Patricia Kelly solo: Jazz im gefälligen Pop-Gewand

Patricia Kelly überzeugt in der Friedenskirche mit viel Engagement, stößt aber auch an ihre gesanglichen Grenzen.

Krefeld. Sie stammt aus der berühmten Kelly Family, und ganz ohne die Familie kommt sie auch bei ihrem Solo-Jazz-Projekt nicht aus. Im Kulturpunkt der Friedenskirche gastiert Patricia Kelly mit einem Jazztrio, im Publikum sitzen die älteste Schwester Caroline und wohl noch zwei, drei weitere, aber jüngere Mitglieder des Kelly-Clans.

Ab und zu unterstützen sie aus den Reihen des Auditoriums mit Background-Gesang die Bühnendarbietung.

Musikalisch will sich Patricia Kelly offenbar weit vom folkloristischen Rock ihrer Familienband entfernen. Sie präsentiert mit ihrem Trio überwiegend eigene Kompositionen, die zwar meist auch als softe Rocknummern zu interpretieren wären, aber eben in gefälligem Popjazz-Gewand daher kommen.

Modern Jazz und ein bisschen Mainstream-Fusion sind die stilistischen Quellen für die Begleitung — von Pianist Benjamin Schäfer, Kontrabassist Michael „Gerry“ Gerards und Schlagzeuger Benny Mokross routiniert abgewickelt. Nur einmal dürfen die drei dem Jazz freien Lauf lassen, wobei man eine Ahnung davon bekommt, was für ein Potenzial in den Musikern schlummert.

Von der Stimmung her sind die meist mittelschnellen Songs oft ähnlich, zwei, drei Balladen sind auch im Programm. Bei diesen werden Patricia Kellys gesangliche Grenzen etwas deutlicher als bei den schnelleren Stücken.

Die Kelly verfügt über eine hohe, offene Altstimme, nicht ohne Ausstrahlung, aber mit wenig Haltekraft. Auf Dauer stört etwas, dass sie fast ununterbrochen mit ein wenig Tremolo singt. Ihre gesanglichen Mängel weiß Kelly aber auszugleichen.

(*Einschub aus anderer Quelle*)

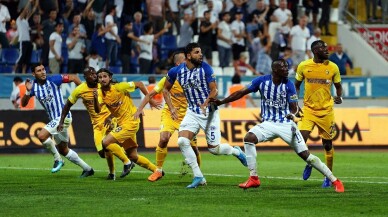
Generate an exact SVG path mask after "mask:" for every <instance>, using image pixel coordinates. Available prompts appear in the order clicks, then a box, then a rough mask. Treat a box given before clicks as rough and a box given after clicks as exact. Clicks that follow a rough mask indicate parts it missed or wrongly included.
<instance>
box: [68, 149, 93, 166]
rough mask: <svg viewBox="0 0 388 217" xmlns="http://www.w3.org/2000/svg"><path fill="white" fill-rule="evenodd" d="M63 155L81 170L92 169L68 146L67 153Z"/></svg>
mask: <svg viewBox="0 0 388 217" xmlns="http://www.w3.org/2000/svg"><path fill="white" fill-rule="evenodd" d="M65 157H66V158H67V159H69V161H71V162H73V163H74V164H77V165H78V166H80V167H81V168H82V169H83V170H86V171H89V170H91V169H92V168H91V167H90V166H89V165H88V164H86V163H85V161H83V160H82V159H81V158H80V157H79V156H78V154H77V153H76V152H75V151H73V150H71V149H70V148H69V153H67V155H66V156H65Z"/></svg>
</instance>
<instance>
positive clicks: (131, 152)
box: [94, 68, 156, 172]
mask: <svg viewBox="0 0 388 217" xmlns="http://www.w3.org/2000/svg"><path fill="white" fill-rule="evenodd" d="M97 75H98V82H99V83H100V84H101V88H100V89H98V97H99V99H98V103H94V109H95V111H96V113H100V112H101V106H100V103H102V104H103V105H105V106H106V107H107V108H108V109H109V111H110V113H111V115H112V116H113V117H115V118H116V119H117V125H118V126H117V127H116V128H115V129H113V130H112V131H111V132H110V133H108V135H106V136H105V137H104V139H103V140H102V146H103V147H104V148H106V149H108V150H109V149H110V146H111V145H112V144H114V143H118V144H120V145H121V146H122V147H123V148H124V150H125V152H126V154H127V155H128V156H129V159H130V160H131V162H130V164H129V165H124V170H129V172H130V171H131V170H132V168H133V167H134V166H135V165H134V164H133V162H135V163H136V164H138V165H140V166H141V167H143V168H146V169H148V170H150V171H152V172H155V170H156V166H155V165H154V164H153V163H151V162H150V161H149V160H148V159H147V158H145V157H143V156H141V155H138V154H137V147H138V144H137V139H136V133H137V131H138V130H139V122H140V121H139V119H135V118H134V117H133V115H134V114H135V112H136V107H135V105H133V102H132V99H131V97H130V95H129V92H133V91H135V89H136V88H139V89H140V90H141V92H142V93H143V94H144V95H147V94H148V91H147V89H146V87H145V86H144V84H143V83H142V82H121V83H115V82H113V81H112V75H113V73H112V72H110V71H109V70H108V69H105V68H102V69H100V70H98V72H97ZM95 94H96V96H95V97H97V92H95ZM153 103H154V102H153V101H152V103H151V106H153V107H155V104H153Z"/></svg>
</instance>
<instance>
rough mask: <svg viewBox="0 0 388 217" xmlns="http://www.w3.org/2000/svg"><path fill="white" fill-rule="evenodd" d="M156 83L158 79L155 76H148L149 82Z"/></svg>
mask: <svg viewBox="0 0 388 217" xmlns="http://www.w3.org/2000/svg"><path fill="white" fill-rule="evenodd" d="M155 83H156V79H155V76H152V75H151V76H150V77H148V84H155Z"/></svg>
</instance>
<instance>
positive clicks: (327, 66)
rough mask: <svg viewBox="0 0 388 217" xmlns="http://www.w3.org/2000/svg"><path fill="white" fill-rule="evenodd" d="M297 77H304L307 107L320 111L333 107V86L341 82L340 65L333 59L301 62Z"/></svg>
mask: <svg viewBox="0 0 388 217" xmlns="http://www.w3.org/2000/svg"><path fill="white" fill-rule="evenodd" d="M296 79H297V80H298V81H302V80H303V79H304V83H305V85H304V87H305V90H304V106H305V107H306V109H309V110H312V111H315V112H320V111H322V110H323V111H328V110H331V109H332V108H333V104H334V102H333V99H332V96H331V86H332V84H333V82H340V81H341V78H340V74H339V70H338V67H337V66H336V65H335V64H334V63H333V62H331V61H327V62H325V63H315V62H314V61H313V59H309V60H306V61H303V62H302V63H300V65H299V66H298V69H297V73H296Z"/></svg>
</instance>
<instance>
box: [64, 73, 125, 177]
mask: <svg viewBox="0 0 388 217" xmlns="http://www.w3.org/2000/svg"><path fill="white" fill-rule="evenodd" d="M83 73H84V78H85V82H83V83H82V84H80V85H79V86H77V87H76V88H75V89H74V91H73V92H72V93H71V95H70V96H69V98H68V100H67V102H66V104H65V106H64V107H63V110H62V114H61V120H60V122H59V125H58V131H60V130H61V128H62V127H63V123H64V120H65V117H66V115H67V114H68V113H69V111H70V108H71V107H72V106H73V105H74V104H75V103H76V102H77V100H78V99H79V98H81V99H82V103H83V104H84V105H85V107H86V110H87V111H88V113H89V116H90V119H91V122H92V125H93V135H94V144H95V146H96V149H97V151H98V154H99V155H100V157H101V158H106V160H107V163H108V167H109V174H108V177H107V179H108V180H115V177H116V176H115V168H114V155H115V156H117V157H118V158H119V159H120V160H121V161H122V162H123V163H124V165H129V164H130V160H129V159H128V157H127V156H126V155H125V152H124V150H123V149H122V148H121V147H120V146H119V145H118V144H112V145H110V146H109V148H107V149H105V151H104V150H103V148H102V144H101V142H102V138H103V137H104V136H105V134H106V133H107V130H108V125H109V124H108V123H105V121H106V120H108V119H109V116H110V112H109V110H108V108H106V107H105V106H103V107H102V108H101V112H100V113H99V114H97V113H96V112H95V111H94V102H98V99H96V100H95V99H94V94H93V92H95V91H97V88H98V86H99V85H98V79H97V72H96V70H94V68H93V67H87V68H85V70H84V72H83ZM128 174H129V170H128V169H126V170H125V169H124V170H123V172H122V173H121V175H120V177H121V178H123V177H125V176H126V175H128Z"/></svg>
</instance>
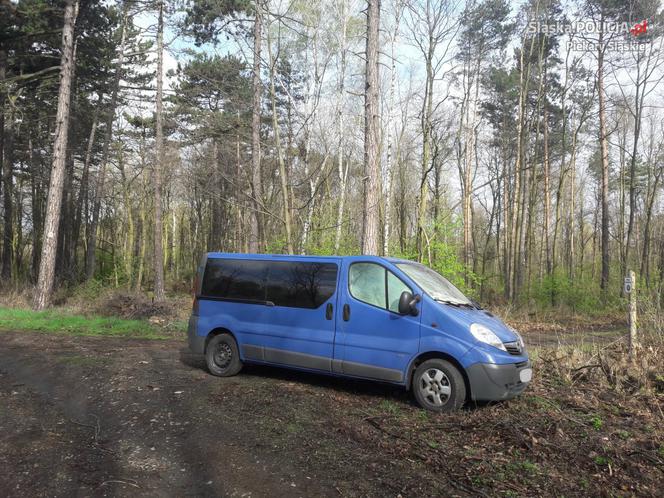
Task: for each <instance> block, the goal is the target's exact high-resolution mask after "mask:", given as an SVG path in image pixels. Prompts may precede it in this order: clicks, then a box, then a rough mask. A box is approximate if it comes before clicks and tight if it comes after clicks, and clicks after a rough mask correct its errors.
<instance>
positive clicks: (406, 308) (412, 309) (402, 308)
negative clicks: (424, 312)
mask: <svg viewBox="0 0 664 498" xmlns="http://www.w3.org/2000/svg"><path fill="white" fill-rule="evenodd" d="M419 301H420V296H413V294H412V293H410V292H408V291H403V292H402V293H401V296H400V297H399V313H400V314H402V315H413V316H417V315H418V313H419V312H420V311H419V310H418V309H417V306H416V305H417V303H418V302H419Z"/></svg>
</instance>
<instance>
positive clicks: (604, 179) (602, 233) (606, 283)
mask: <svg viewBox="0 0 664 498" xmlns="http://www.w3.org/2000/svg"><path fill="white" fill-rule="evenodd" d="M603 21H604V17H603V16H602V17H601V19H600V25H601V24H602V23H603ZM603 40H604V31H603V30H600V32H599V42H598V50H597V92H598V95H599V143H600V148H601V154H602V188H601V202H602V222H601V231H602V237H601V239H602V242H601V245H602V272H601V278H600V288H601V290H602V296H603V298H604V299H606V295H607V291H608V288H609V263H610V261H609V145H608V138H607V132H606V101H605V96H604V47H603Z"/></svg>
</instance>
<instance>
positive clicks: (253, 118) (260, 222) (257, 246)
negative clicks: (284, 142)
mask: <svg viewBox="0 0 664 498" xmlns="http://www.w3.org/2000/svg"><path fill="white" fill-rule="evenodd" d="M261 4H262V0H255V2H254V5H255V9H256V12H255V20H254V68H253V83H252V84H253V90H254V95H253V111H252V117H251V187H252V197H253V204H254V223H252V225H251V235H250V238H249V252H254V253H256V252H260V250H261V249H262V245H263V240H262V239H263V214H262V213H263V183H262V175H261V93H262V92H261V42H262V24H263V23H262V19H263V13H262V5H261Z"/></svg>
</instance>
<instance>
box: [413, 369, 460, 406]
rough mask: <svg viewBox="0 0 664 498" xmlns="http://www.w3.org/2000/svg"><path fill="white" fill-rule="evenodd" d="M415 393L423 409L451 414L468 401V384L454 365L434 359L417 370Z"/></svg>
mask: <svg viewBox="0 0 664 498" xmlns="http://www.w3.org/2000/svg"><path fill="white" fill-rule="evenodd" d="M413 393H414V394H415V399H416V400H417V403H418V404H419V405H420V406H421V407H422V408H426V409H427V410H431V411H435V412H449V411H453V410H457V409H459V408H461V407H462V406H463V404H464V402H465V401H466V384H465V383H464V381H463V376H462V375H461V372H459V370H458V369H457V368H456V367H455V366H454V365H452V364H451V363H450V362H449V361H445V360H441V359H438V358H434V359H431V360H427V361H425V362H423V363H422V364H421V365H420V366H418V367H417V369H416V370H415V373H414V374H413Z"/></svg>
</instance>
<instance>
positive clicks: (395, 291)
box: [386, 270, 411, 313]
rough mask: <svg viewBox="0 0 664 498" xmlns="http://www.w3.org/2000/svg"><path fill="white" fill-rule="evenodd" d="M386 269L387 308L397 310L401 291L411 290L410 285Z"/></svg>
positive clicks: (398, 304) (389, 309)
mask: <svg viewBox="0 0 664 498" xmlns="http://www.w3.org/2000/svg"><path fill="white" fill-rule="evenodd" d="M386 271H387V309H388V310H390V311H394V312H395V313H398V312H399V298H400V297H401V293H402V292H403V291H408V292H411V290H410V287H408V286H407V285H406V284H404V283H403V281H402V280H401V279H400V278H399V277H397V276H396V275H395V274H394V273H392V272H391V271H389V270H386Z"/></svg>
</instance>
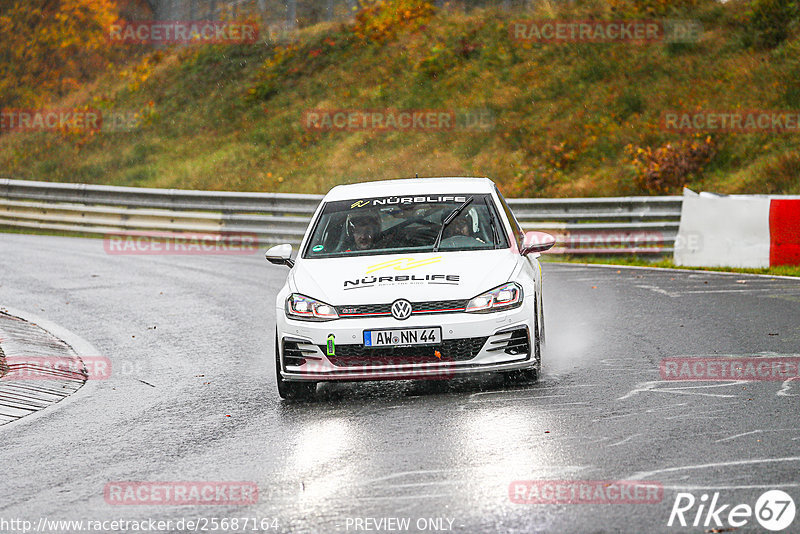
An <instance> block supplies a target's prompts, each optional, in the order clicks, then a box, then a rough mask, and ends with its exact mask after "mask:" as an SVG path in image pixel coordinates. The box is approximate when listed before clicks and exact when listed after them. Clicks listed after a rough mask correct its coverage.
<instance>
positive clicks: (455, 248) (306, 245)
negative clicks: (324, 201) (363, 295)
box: [303, 194, 508, 258]
mask: <svg viewBox="0 0 800 534" xmlns="http://www.w3.org/2000/svg"><path fill="white" fill-rule="evenodd" d="M470 198H472V201H471V202H470V203H469V204H468V205H467V206H466V207H465V208H464V209H463V210H462V211H461V213H459V214H458V216H457V217H455V218H454V219H453V220H452V221H451V222H450V223H449V224H448V225H447V227H445V229H444V231H443V232H442V239H441V242H440V243H439V251H453V250H488V249H494V248H506V247H508V241H507V239H506V237H505V232H504V231H503V226H502V224H500V220H499V218H498V217H497V212H496V210H495V209H494V206H493V203H492V199H491V196H490V195H467V194H464V195H425V196H408V197H375V198H361V199H352V200H342V201H334V202H328V203H326V204H325V206H324V207H323V209H322V213H321V214H320V216H319V217H318V219H317V222H316V224H315V225H314V230H313V232H312V235H311V239H309V241H308V243H307V245H306V248H305V252H304V254H303V257H304V258H330V257H340V256H358V255H379V254H399V253H403V254H405V253H413V252H431V251H433V247H434V244H435V242H436V238H437V236H438V234H439V231H440V230H441V228H442V223H443V222H444V220H445V219H446V218H447V216H448V215H450V214H451V213H452V212H453V210H455V209H456V208H458V207H459V206H461V205H462V204H464V203H465V202H466V201H467V200H469V199H470Z"/></svg>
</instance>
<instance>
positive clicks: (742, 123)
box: [661, 110, 800, 133]
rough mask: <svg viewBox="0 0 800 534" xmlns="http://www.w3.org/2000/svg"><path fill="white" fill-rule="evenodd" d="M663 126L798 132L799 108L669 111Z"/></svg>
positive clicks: (702, 131) (703, 132) (674, 129)
mask: <svg viewBox="0 0 800 534" xmlns="http://www.w3.org/2000/svg"><path fill="white" fill-rule="evenodd" d="M661 128H662V129H663V130H666V131H668V132H677V133H707V132H728V133H755V132H771V133H781V132H786V133H798V132H800V112H798V111H780V110H760V111H759V110H738V111H730V110H716V111H712V110H706V111H666V112H664V113H663V114H662V116H661Z"/></svg>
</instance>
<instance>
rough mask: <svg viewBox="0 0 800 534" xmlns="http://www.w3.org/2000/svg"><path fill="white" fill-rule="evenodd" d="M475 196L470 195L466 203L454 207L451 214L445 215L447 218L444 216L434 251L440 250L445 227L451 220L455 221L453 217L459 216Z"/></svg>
mask: <svg viewBox="0 0 800 534" xmlns="http://www.w3.org/2000/svg"><path fill="white" fill-rule="evenodd" d="M473 198H475V197H469V198H468V199H467V200H466V202H464V203H463V204H461V205H460V206H459V207H457V208H456V209H454V210H453V211H451V212H450V215H448V216H447V217H445V218H444V221H442V227H441V228H439V234H438V235H437V236H436V241H434V242H433V251H434V252H439V244H440V243H441V242H442V234H444V229H445V228H447V225H448V224H450V223H451V222H453V219H455V218H456V217H458V214H459V213H461V212H462V211H464V208H466V207H467V206H469V204H470V202H472V199H473Z"/></svg>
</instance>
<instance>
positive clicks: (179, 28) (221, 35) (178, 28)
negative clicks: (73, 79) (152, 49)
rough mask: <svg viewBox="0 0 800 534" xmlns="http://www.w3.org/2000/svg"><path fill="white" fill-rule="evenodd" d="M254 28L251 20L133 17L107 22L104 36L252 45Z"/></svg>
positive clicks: (180, 42) (216, 43) (154, 44)
mask: <svg viewBox="0 0 800 534" xmlns="http://www.w3.org/2000/svg"><path fill="white" fill-rule="evenodd" d="M258 31H259V28H258V25H257V24H255V23H253V22H231V21H218V20H137V21H130V22H118V23H115V24H111V25H110V26H109V27H108V31H107V32H106V38H107V40H108V41H109V42H110V43H112V44H150V45H170V44H187V43H201V44H253V43H256V42H257V41H258Z"/></svg>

Ihr Vortrag ist engagiert, und sie lehnt sich in den Gesangspausen nicht zurück, sondern bleibt emotional am Puls des Geschehens. Etwas weniger tänzerische Bewegung würde aber auch wiederum der Konzentration auf die Musik zuträglich sein.

Kellys Conférencen sind lang und manchmal auch wieder reichlich familiär. Man erfährt Dinge, die ein Konzert nicht unbedingt attraktiver machen — zumal, wenn es ein Jazzkonzert sein soll.

Der Familien-Hit „An Angel“ darf im Programm nicht fehlen. Da lässt Kelly die Grenzen des Jazz weit hinter sich. Dem Publikum sagt das durchaus zu, wie es freudig mitschunkelnd zu verstehen gibt.

Andererseits hat Kelly aber den Mut, bei einer Zugabe mit ihren Musikern einmal abseits eines vorgegebenen Arrangements zu improvisieren. Da gelingt es der Sängerin für kurze Momente, musikalisch einmal dort zu landen, wo der Jazz spannend wird: im Reich der spontanen Erfindung.